Quick lesson in printing. You know how your ink jet printer has four cartridges of ink, right? Black, yellow, blue (cyan) and pink (magenta). Those four colors are used because when they're mixed in the right quantities, you can produce an incredibly wide range of colors. Professional printers who print comics use the same colors. The difference is that back in 1971, instead of being controlled by a computer, the colors were controlled by hand. There would be a person who had to take a copy of the artwork, and physically cut out all the bits that required each color. They would end up with four pieces of art: one containing just the black parts, one containing just the yellow parts, one containing just the cyan parts, and one containing just the magenta parts.
Then, a printer would create a metal plate based on each piece of art. These plates are kind of like rubber stamps, but just made out of (usually) aluminum. The image is reversed, then coated with ink and pressed onto a piece of paper. So when you coat the four images with four different inks, and press them onto the same piece of paper, you get a colored image!
Now, what happened to FF #110 is that the cyan and magenta plates got mixed up for the cover. So everything that was supposed be blue was printed using magenta ink, and everything pink was printed with cyan ink. Consequently, we see the FF in pink uniforms, and the orange of the Thing (remember your old color wheel? yellow + red = orange) now looks green (the "red" of that equation was replaced with "blue").
The issues were shipped out before the problem was noticed. Which means there were over 200,000 of these floating around at one point. Marvel issued a recall, and had corrected issues shipped out (I'm sure at the printer's cost, since it was their fault) but not before a good number of the error version had sold. And while we weren't really into the direct market system quite yet, there were no doubt people who had begun speculating on the market, and deliberately held onto their copies without sending them back to get pulped. So these days, they're not exactly common, but not terribly hard to find either.
So the next time someone talks about some exclusive variant cover they picked up at a convention, you can pull this bad boy out and tell them you've got the original variant cover!
* Yes, I know John Romita did a few issues between Kirby and Buscema, despite the implication my phrasing above implies. There just wasn't a smooth way to add in Romita's contribution there, and it wasn't really relevant to my point anyway.
The Original Fantastic Four Variant
By Sean Kleefeld | Monday, June 14, 2021
2 comments
2 comments:
Did I ever mention how my subscription copy of Doom 2099, one month, was actually that month's cover stapled to the interior of that month's issue of Ghost Rider 2099? No idea how many copies that happened with.

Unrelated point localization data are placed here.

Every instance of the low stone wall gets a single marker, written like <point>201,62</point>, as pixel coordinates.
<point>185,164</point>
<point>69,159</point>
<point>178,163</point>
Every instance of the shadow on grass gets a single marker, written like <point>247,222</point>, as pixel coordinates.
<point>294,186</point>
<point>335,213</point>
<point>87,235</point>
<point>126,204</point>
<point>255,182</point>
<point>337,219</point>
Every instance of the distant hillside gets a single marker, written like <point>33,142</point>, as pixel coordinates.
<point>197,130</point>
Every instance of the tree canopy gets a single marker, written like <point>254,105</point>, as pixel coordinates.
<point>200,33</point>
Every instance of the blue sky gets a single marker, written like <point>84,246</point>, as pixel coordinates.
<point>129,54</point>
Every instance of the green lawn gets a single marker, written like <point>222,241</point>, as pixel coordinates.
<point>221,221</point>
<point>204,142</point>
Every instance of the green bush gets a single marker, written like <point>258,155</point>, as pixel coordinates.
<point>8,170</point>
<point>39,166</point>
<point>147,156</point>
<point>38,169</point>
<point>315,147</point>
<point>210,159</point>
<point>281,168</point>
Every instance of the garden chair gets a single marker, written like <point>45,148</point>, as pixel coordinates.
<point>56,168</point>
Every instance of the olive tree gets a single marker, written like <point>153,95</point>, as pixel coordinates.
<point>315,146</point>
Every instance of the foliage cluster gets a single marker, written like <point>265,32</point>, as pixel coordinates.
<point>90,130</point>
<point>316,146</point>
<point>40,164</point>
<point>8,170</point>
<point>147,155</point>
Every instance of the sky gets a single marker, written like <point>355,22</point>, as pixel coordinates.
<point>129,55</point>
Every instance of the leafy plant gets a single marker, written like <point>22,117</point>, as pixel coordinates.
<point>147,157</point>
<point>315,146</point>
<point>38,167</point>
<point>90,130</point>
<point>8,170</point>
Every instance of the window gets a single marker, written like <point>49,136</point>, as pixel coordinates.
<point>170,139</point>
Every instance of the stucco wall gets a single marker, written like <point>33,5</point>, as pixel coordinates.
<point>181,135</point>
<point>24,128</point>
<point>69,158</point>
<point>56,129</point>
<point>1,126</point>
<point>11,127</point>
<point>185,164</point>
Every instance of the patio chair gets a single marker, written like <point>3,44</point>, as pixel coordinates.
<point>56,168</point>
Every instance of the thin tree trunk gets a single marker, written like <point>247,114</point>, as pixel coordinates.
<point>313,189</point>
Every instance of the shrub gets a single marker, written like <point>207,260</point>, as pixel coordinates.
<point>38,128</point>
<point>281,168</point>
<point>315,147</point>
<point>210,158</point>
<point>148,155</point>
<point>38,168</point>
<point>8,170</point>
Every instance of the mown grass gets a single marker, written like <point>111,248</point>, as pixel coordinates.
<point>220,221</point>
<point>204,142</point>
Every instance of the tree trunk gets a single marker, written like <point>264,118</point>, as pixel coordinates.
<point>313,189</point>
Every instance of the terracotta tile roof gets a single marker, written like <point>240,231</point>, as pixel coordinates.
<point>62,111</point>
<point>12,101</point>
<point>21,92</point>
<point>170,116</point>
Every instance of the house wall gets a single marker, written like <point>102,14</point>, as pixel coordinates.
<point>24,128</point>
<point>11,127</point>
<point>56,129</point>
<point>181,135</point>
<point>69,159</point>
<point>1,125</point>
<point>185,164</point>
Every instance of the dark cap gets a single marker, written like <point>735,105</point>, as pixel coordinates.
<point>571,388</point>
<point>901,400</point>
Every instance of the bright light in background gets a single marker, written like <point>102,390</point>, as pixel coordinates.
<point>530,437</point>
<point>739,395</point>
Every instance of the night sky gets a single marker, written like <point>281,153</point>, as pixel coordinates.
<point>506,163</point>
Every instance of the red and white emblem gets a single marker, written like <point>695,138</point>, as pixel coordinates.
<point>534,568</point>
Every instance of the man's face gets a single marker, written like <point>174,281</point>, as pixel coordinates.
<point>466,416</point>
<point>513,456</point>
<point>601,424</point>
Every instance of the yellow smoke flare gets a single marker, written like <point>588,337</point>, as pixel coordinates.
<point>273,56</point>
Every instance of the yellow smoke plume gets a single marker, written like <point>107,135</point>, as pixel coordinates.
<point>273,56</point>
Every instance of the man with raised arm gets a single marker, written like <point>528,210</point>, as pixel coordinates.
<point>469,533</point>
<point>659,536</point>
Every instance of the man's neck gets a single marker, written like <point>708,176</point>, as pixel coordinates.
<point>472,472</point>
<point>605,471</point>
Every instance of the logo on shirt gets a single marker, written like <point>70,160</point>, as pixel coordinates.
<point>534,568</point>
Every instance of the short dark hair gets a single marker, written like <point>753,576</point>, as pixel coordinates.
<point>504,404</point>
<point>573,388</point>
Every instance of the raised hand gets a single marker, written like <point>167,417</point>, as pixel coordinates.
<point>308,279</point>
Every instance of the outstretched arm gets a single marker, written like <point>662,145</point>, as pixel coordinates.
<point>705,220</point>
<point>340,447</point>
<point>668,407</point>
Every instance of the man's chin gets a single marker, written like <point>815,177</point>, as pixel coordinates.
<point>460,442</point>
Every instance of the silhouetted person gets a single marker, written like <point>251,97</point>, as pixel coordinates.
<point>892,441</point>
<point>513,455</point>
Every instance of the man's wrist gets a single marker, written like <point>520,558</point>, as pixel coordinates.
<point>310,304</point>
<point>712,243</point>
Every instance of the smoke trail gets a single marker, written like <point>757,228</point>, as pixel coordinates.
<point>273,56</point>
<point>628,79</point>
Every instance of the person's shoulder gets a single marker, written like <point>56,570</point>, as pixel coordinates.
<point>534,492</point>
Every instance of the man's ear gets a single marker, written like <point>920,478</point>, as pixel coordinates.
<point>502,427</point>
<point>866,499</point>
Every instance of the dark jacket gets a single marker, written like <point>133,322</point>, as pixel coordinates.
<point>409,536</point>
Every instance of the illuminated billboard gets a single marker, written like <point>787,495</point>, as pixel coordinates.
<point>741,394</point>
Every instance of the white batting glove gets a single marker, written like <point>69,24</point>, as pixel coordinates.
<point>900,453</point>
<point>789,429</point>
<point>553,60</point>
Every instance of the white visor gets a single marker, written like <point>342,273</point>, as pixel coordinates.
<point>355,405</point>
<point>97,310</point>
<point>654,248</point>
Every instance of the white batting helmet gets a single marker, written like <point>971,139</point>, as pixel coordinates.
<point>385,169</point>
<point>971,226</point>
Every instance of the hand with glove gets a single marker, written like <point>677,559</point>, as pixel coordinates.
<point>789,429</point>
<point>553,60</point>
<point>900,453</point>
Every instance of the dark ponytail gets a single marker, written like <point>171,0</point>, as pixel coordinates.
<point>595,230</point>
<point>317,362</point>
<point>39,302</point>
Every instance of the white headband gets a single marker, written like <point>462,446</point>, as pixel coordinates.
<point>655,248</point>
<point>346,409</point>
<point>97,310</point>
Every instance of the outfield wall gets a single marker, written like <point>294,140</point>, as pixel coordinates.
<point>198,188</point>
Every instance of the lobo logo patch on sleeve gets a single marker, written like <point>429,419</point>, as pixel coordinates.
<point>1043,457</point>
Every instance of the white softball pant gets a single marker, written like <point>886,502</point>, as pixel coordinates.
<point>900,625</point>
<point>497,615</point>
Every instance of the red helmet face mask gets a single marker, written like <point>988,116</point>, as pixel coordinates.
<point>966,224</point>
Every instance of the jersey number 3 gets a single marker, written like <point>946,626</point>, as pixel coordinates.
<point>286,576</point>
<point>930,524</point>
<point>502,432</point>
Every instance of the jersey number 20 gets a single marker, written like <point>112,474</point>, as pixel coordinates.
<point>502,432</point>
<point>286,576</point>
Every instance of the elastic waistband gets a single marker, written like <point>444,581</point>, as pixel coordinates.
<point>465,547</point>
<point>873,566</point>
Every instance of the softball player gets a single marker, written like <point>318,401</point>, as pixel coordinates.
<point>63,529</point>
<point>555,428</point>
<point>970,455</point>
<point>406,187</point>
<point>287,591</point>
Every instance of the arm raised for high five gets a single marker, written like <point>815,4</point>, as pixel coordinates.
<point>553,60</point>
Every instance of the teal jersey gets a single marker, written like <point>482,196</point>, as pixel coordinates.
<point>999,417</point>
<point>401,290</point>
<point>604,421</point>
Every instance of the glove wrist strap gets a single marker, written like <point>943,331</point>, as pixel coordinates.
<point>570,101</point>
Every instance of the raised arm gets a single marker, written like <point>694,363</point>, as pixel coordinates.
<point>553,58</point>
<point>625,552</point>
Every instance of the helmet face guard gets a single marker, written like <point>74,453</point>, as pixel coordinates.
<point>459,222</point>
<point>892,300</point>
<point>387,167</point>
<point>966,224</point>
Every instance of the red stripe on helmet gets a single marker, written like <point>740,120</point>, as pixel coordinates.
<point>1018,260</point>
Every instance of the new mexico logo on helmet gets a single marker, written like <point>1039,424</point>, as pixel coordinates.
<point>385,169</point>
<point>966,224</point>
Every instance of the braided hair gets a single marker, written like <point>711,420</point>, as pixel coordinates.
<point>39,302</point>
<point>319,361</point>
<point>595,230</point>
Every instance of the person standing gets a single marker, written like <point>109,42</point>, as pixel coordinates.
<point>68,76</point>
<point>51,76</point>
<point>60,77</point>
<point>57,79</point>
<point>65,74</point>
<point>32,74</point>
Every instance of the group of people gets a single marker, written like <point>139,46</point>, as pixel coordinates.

Hmmm, I wonder where that got garfed up. Mid-90s, that could potentially have been sent to the printers electronically and someone uploaded the wrong file. A press check would've caught that, of course, but I don't know where Marvel was having their books printed at that point, so that might not have been practical. It could have been a collating issue, obviously, but that would've required the printer to mix up two distinctly different jobs, which seems a little harder to do.